Um Campo de Anãs Marrons/Castanhas

Crédito: Jonathan Gagné

Crédito: Jonathan Gagné / Carnegie Institution

As anãs marrons/castanhas intrigam os astrônomos.

Estes objetos são menores do que as estrelas e maiores que os planetas.
Muitos as chamam de estrelas que falharam.
Como elas são muito pequenas para sustentar o processo de fusão do hidrogênio, depois de se formarem elas esfriam lentamente e se apagam.

Elas fascinam e intrigam os astrônomos por muitas razões, mas especialmente por servirem de ponte entre os planetas e as estrelas, porém muita coisa ainda é mistério quando se fala de anãs marrons/castanhas.

E uma maneira de começar a resolver esses mistérios é descobrir cada vez mais esses objetos.

Quanto mais objetos forem descobertos, melhor será possível:
– quantificar a frequência com que elas aparecem;
– estimar a massa do universo;
– e entender o mecanismo de formação das anãs marrons/castanhas.

E foi isso que um grupo de astrônomos fez.
Esse grupo usou telescópios no hemisfério norte e no hemisfério sul para mapear 28% do céu, no infravermelho, e através de uma técnica inovadora de processamento de imagens, descobriu um verdadeiro campo com 165 anãs marrons/castanhas, ultra frias, nas cercanias do Sol.

Com isso, eles mostraram primeiro que a pesquisa está longe de acabar, e segundo e talvez o mais importante, que devem haver muito mais anãs marrons/castanhas próximas de nós e não estamos vendo: ou por estarmos procurando da maneira errada, ou por estarmos aplicando a metodologia errada.

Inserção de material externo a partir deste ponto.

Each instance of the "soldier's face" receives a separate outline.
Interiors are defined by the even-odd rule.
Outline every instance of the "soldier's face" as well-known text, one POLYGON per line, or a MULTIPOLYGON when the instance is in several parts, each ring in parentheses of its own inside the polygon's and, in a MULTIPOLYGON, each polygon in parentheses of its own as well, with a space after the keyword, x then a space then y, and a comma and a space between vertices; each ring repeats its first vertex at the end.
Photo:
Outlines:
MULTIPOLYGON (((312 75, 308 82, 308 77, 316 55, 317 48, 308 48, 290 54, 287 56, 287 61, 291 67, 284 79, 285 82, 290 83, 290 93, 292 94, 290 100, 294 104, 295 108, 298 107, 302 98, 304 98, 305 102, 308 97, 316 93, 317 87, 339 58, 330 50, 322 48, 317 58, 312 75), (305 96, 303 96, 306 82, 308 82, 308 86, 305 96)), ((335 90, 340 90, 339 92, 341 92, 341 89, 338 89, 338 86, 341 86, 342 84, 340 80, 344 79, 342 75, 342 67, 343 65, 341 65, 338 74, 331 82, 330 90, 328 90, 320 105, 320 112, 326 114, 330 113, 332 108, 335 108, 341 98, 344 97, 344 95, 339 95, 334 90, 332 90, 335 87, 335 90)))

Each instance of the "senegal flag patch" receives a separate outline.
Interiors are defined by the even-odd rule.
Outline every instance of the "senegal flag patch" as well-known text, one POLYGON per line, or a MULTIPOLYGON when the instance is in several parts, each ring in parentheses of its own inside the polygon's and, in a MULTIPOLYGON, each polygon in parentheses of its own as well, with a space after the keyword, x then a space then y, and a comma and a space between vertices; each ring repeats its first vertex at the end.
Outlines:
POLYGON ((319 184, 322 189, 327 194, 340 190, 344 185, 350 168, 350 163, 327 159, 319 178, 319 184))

Fontes: Carnegie Science, Artigo Científico

1 comentário

  1. Eu já acho que temos que mudar a forma como interpretamos os astros.
    Em vez de tentar encaixa-los em certa classificação.
    Temos é que observar suas características.

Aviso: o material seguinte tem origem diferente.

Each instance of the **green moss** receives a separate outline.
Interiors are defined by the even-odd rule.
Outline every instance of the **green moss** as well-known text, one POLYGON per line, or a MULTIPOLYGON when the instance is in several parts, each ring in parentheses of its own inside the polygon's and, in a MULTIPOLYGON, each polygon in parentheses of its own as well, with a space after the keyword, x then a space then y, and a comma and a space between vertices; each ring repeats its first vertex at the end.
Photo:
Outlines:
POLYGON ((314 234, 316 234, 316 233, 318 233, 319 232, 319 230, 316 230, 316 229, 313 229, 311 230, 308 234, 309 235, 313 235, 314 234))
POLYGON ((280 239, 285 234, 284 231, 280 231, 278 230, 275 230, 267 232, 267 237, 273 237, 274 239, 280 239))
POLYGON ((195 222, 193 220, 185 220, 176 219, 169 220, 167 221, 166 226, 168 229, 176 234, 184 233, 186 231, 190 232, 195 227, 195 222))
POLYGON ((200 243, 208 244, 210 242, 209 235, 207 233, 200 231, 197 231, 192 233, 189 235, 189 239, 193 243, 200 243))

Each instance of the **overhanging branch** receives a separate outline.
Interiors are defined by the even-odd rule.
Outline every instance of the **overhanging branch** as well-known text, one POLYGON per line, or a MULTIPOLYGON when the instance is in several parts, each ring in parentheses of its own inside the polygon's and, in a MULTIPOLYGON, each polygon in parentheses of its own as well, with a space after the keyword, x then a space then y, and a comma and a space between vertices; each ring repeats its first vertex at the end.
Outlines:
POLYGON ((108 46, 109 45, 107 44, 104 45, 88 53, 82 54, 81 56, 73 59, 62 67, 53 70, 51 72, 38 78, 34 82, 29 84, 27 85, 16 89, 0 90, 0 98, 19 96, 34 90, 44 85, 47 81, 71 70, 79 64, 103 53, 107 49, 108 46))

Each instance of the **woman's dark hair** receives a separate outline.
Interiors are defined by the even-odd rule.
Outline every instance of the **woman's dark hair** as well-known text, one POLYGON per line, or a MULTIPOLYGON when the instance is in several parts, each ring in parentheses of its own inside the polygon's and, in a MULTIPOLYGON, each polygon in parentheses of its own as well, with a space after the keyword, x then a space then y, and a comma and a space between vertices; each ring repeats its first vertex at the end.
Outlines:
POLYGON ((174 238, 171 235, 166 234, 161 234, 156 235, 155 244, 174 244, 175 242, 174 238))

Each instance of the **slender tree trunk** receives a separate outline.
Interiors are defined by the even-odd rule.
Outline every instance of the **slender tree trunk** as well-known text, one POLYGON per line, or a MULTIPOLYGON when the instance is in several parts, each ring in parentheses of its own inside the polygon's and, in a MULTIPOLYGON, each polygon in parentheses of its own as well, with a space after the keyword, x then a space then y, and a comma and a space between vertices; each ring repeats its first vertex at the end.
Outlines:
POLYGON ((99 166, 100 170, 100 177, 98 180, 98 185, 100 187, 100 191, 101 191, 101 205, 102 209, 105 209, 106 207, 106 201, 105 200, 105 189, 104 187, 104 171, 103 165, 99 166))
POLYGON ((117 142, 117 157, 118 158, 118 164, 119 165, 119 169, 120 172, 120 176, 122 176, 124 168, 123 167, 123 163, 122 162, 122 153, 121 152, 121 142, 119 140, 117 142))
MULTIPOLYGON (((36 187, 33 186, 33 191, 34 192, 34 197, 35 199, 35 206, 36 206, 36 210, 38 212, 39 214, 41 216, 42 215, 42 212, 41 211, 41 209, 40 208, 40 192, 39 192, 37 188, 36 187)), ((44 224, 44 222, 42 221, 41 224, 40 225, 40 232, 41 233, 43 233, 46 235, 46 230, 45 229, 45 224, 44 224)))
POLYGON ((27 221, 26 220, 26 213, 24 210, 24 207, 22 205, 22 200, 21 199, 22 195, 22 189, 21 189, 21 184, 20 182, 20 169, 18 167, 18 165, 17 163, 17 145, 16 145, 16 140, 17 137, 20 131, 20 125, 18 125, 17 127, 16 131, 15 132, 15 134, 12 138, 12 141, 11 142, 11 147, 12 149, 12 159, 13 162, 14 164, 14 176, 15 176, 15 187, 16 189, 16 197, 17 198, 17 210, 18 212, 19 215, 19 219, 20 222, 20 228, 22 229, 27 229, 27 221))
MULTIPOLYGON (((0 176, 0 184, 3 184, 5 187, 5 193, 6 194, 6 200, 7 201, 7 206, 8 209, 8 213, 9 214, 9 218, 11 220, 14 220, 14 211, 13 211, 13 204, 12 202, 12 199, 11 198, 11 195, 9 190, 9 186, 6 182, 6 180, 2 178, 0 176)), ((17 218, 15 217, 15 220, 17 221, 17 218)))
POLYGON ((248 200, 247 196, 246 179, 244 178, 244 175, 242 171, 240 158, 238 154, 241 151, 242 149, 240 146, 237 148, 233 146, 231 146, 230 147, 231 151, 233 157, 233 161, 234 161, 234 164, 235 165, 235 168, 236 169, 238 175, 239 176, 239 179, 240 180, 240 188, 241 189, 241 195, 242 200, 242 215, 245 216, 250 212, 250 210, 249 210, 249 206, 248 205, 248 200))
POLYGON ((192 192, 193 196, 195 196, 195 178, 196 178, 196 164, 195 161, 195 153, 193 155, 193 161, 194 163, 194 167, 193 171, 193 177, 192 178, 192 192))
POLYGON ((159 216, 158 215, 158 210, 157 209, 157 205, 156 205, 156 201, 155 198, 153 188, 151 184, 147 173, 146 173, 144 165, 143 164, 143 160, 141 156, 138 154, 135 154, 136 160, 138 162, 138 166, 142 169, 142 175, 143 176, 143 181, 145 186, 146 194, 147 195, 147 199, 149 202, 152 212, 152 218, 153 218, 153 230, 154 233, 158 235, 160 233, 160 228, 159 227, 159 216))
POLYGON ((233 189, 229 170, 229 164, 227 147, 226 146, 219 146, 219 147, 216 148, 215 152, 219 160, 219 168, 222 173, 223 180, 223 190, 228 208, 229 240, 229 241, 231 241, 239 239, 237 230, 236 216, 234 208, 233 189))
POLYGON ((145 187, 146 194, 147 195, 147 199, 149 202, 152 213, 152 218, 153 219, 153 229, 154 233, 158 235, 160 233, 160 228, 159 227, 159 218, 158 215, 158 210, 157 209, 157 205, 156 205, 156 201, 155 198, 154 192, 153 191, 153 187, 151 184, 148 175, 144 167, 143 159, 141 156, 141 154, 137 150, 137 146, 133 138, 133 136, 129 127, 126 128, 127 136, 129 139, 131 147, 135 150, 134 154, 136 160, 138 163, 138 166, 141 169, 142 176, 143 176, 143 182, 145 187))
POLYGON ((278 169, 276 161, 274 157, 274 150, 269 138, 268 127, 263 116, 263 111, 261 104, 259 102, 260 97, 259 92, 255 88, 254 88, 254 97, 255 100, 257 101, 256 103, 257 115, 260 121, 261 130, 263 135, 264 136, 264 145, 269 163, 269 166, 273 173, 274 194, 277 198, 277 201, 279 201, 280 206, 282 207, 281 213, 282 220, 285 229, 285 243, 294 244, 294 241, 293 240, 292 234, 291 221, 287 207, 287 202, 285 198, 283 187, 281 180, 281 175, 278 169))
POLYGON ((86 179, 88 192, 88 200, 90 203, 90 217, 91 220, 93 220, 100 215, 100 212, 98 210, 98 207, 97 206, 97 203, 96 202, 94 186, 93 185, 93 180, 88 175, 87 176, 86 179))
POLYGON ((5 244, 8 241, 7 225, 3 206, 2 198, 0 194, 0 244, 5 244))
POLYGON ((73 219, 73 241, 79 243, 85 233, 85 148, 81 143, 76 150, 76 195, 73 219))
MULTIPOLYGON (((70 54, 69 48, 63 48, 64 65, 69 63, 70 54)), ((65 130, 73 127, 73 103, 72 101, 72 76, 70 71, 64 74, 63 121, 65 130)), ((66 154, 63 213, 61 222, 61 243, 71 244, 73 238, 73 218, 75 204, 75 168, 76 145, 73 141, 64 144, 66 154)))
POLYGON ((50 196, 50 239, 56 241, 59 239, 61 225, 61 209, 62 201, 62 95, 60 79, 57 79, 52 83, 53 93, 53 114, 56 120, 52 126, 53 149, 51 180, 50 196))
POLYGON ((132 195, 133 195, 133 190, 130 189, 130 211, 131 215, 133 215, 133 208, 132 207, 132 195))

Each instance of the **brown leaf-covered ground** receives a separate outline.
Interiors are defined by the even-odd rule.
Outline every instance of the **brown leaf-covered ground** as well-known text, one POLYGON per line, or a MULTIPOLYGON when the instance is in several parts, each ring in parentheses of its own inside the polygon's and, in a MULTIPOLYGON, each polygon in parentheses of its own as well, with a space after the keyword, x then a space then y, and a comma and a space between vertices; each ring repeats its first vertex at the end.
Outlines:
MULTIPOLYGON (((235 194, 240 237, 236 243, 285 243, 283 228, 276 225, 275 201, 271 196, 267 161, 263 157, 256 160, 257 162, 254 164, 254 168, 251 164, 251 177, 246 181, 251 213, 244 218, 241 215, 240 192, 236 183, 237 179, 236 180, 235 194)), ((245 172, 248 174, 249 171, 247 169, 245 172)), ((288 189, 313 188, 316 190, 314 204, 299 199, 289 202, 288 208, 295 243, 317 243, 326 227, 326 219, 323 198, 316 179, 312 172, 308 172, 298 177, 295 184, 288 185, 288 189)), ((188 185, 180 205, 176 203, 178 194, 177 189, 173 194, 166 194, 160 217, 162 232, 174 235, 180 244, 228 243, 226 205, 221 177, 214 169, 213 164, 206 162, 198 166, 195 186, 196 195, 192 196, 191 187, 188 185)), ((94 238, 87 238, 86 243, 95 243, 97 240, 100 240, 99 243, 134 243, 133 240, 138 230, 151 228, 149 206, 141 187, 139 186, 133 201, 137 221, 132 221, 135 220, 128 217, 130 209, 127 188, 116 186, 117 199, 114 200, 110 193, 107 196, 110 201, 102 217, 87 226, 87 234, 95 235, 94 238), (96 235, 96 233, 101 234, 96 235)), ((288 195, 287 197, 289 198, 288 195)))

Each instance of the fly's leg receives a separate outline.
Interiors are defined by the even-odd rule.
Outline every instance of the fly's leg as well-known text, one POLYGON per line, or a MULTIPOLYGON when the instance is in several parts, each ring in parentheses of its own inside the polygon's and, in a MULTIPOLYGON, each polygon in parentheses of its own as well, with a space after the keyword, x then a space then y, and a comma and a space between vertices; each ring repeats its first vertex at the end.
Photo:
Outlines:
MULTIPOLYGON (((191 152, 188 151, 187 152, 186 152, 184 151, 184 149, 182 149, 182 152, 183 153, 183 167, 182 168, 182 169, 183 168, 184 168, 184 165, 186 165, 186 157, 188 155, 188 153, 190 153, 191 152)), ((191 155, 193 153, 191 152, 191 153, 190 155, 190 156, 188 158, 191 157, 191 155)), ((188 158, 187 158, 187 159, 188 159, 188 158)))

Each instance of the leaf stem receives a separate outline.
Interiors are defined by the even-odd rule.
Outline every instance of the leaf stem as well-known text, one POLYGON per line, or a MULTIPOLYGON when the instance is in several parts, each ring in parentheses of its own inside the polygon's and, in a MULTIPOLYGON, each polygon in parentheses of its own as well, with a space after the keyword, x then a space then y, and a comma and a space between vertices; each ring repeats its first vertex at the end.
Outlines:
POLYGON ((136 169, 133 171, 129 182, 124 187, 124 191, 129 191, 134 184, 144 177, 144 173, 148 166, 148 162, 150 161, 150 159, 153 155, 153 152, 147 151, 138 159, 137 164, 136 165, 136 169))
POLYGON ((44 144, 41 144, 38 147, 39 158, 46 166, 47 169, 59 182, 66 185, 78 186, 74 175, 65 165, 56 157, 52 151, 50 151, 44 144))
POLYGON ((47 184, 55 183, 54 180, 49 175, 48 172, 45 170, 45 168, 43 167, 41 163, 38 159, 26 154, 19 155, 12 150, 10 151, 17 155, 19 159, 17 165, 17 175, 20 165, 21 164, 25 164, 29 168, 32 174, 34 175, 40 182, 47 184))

    Para isto criei uma proposta de classificação para os astros, baseada em três características.
    1) Massa
    2) Raio
    3) Temperatura

    E criei formulas matemáticas, que estão em funcionamento, num aplicativo e num site.
    Estas formulas convertem os dados convencionais para esta classificação.

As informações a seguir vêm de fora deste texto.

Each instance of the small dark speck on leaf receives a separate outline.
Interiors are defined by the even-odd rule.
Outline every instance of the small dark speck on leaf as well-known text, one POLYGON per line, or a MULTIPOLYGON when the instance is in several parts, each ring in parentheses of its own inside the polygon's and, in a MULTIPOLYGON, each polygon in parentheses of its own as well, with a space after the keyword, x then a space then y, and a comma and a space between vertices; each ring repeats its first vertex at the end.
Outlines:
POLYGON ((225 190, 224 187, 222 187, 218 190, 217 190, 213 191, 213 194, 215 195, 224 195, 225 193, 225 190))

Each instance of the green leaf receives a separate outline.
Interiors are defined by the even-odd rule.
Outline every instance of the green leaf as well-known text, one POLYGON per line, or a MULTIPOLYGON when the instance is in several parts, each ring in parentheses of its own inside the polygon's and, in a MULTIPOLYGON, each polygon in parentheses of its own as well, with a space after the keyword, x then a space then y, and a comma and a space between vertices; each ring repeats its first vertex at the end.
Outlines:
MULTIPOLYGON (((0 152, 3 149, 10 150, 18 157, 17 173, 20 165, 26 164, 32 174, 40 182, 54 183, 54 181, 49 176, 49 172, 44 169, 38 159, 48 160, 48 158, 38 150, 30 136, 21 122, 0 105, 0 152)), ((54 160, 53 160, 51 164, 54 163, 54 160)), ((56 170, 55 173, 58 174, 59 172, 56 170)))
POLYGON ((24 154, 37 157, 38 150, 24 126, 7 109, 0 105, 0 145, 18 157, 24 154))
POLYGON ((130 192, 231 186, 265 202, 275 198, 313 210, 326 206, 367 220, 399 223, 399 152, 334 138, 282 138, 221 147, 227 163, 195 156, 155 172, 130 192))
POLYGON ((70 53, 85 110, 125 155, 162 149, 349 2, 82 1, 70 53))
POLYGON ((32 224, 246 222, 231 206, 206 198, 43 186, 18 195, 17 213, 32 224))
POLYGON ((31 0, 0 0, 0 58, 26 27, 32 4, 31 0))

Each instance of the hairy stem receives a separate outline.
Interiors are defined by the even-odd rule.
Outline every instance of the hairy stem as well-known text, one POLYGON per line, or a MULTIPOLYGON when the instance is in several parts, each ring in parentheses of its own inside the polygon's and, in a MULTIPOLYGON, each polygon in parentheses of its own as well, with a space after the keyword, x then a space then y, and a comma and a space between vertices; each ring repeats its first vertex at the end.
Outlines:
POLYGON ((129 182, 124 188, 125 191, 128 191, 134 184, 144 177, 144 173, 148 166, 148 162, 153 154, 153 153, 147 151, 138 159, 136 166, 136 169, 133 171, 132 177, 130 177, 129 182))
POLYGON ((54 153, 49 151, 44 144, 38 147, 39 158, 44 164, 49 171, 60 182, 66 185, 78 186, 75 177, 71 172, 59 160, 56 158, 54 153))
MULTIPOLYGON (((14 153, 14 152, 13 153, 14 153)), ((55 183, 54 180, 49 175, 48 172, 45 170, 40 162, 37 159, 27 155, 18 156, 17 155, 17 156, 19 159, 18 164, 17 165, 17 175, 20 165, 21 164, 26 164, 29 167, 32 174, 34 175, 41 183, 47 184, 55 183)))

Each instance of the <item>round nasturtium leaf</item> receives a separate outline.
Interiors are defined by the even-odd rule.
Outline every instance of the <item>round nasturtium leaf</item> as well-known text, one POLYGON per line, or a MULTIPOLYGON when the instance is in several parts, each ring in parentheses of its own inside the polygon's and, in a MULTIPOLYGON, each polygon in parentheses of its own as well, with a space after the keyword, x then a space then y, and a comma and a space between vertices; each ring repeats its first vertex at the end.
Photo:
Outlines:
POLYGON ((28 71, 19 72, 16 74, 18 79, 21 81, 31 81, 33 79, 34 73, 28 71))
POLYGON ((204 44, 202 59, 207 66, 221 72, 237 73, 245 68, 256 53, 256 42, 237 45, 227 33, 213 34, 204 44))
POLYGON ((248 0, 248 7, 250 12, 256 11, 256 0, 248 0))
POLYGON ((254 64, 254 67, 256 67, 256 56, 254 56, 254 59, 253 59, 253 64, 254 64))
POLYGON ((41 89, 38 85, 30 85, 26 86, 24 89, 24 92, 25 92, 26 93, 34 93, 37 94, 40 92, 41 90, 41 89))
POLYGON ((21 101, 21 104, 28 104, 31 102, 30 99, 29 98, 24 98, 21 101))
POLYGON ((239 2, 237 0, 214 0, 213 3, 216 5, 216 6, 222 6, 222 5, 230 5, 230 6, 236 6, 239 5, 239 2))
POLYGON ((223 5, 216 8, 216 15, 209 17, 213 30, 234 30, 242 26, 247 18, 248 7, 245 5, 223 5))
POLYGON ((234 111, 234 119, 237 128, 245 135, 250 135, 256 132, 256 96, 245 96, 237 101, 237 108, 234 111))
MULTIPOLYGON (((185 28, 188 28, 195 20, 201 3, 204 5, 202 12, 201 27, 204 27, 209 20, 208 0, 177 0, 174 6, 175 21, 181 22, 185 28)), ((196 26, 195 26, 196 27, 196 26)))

    O resultado são 3 sílabas, quando possíveis, ou seja, as vezes não temos todas informações, então tem menos silabas.

    Uma primeira letra (consoante) identificadora
    E uma segunda letra (vogal) como sub-classificação

    Vou dar um exemplo.
    A Terra ficaria com essa palavra => “MeGuGo”
    E Vênus, nossa irmã gêmea quentinha ficaria com => “MeGuHu”
    Ou seja tem massa e raio similar mas diferem da temperatura.

    Nessa minha proposta, tratei de incluir todas possibilidades.
    Por exemplo, a menor massa prevista seria um micro-meteorito de um quilograma, que ganha a silaba “Aa”
    Já o maior astro já observado o aglomerado de galáxias “Huge-LQG”, ganha a sílaba “Yi”
    Um “Yi” é bem menor que um “Zu”.
    Ou seja essa classificação aceitaria ainda astros bem maiores que o “Huge-LQG”

    Eu acho que o uso de uma classificação assim baseada em propriedades resolveria as ambiguidades que observamos.
    Não precisaríamos mais pensar se um astro é uma anã-castanha ou um planeta gigante gasoso.
    Observaríamos diretamente suas características através da “palavra” que define suas características.

    Também acho que seria possível uma quarta classificação baseada na composição química do astro.

    No link abaixo, contem maiores detalhes sobre oque chamo de “CUA”
    Classificação Unificada dos Astros.
    http://forum.intonses.com.br/viewtopic.php?f=77&t=287247

    Hoje temos classificações para estrelas, planetas (e as vezes elas se confundem), meteoritos, cometas, etc.
    E esta classificação incorporaria todos tipos de astros numa única classificação.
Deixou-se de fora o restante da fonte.